- Original title: ساتھی
- Directed by: Al-Hamid
- Written by: Iqbal Rizvi
- Produced by: Darpan
- Starring: Darpan; Neelo;
- Music by: Fateh Ali Khan
- Release date: 1959;
- Country: Pakistan
- Language: Urdu

= Saathi (1959 film) =

1959 Pakistani film

Saathi is a 1959 Pakistani black-and-white film directed by Al-Hamid, and produced by Darpan who also played the leading role in it opposite Neelo. The story writer was Iqbal Rizvi and Fateh Ali Khan composed the music.

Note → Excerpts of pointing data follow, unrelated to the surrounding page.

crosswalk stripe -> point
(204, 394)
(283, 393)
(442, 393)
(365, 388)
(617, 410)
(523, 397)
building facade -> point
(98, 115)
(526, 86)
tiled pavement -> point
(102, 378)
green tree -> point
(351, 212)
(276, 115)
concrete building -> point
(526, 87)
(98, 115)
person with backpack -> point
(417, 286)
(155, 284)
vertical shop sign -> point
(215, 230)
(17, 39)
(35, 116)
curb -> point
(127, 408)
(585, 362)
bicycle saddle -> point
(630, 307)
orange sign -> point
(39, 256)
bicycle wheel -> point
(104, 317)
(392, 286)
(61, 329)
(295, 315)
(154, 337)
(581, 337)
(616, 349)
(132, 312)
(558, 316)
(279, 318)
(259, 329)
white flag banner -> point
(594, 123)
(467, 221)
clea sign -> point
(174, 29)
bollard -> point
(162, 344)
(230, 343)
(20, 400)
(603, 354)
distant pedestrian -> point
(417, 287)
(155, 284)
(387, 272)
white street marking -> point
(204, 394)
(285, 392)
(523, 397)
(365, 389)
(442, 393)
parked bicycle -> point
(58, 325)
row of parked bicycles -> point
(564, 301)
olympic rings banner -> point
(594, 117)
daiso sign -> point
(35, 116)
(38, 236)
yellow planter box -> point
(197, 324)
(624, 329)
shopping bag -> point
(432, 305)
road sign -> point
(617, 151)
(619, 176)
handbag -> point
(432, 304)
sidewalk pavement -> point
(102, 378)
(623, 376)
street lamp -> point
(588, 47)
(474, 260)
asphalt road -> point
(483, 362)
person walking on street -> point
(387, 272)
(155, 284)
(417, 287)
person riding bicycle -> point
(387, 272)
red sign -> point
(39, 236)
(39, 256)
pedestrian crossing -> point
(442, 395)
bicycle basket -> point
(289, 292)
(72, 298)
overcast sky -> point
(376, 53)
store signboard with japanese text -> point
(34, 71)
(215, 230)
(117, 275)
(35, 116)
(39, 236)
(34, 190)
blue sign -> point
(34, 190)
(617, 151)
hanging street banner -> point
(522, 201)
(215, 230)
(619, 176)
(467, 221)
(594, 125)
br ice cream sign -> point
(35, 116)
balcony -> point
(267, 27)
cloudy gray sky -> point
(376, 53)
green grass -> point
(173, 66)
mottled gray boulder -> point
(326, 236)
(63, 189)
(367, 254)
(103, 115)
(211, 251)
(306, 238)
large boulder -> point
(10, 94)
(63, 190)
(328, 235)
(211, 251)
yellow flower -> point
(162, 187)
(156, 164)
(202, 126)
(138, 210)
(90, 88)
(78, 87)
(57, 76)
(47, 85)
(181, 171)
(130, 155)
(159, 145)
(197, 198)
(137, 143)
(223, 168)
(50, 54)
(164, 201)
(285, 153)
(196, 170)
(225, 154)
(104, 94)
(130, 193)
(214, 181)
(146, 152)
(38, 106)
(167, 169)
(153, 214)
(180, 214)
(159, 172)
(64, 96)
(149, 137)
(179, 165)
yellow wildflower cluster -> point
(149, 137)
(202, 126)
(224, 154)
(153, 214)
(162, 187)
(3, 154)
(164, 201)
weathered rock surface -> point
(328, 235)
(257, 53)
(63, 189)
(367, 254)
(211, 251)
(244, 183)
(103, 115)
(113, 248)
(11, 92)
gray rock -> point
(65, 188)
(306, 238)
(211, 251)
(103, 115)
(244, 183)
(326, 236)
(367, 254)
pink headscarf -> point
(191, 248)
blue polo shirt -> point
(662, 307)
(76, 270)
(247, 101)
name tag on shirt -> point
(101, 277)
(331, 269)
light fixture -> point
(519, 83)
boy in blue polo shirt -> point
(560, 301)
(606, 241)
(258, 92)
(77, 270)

Saathi became a milestone for its actors with Neelo took on one of her early lead roles and rising to become a leading actress after the film’s success, Waheed Murad marked his screen debut who appeared in a cameo, and Darpan debuted as a film producer and later went on to win his first Nigar Award for Best Actor for his performance.

== Cast ==
- Darpan as Anwar
- Neelo as Salma/ Janu
- Husna
- Nazar
- Naeem Hashmi
- Talish
- Waheed Murad (cameo)

== Production ==
Saathi was produced by Darpan in his debut film production, directed by Al-Hamid, and S. Suleman was the assistant-director. At that time, Darpan was struggling to establish his career and writer Iqbal Rizvi suggested him to produce his own film, leading him to invest his payment of his 1957 film Noor-e-Islam for buying raw material to begin the production and signing the lead actress Neelo opposite himself.

== Release ==
Released in 1959, Saathi was a silver jubilee hit film of the year.

== Awards ==

| Year | Award | Category | Recipient/nominee | Result | Ref. |
|---|---|---|---|---|---|
| 1957 | Nigar Awards | Best Actor | Darpan | Won |  |

== Legacy ==
Waheed Murad made a cameo in the film, marking his first ever on-screen appearance. The commercial success of Saathi cemented the career of Neelo, leading her to become among the successful leading actresses of the 1960s and 1970s. The success of the film prompted assistant-director S. Suleman to director and following the success he went on to collaborate with Darpan again for their next venture Gulfam.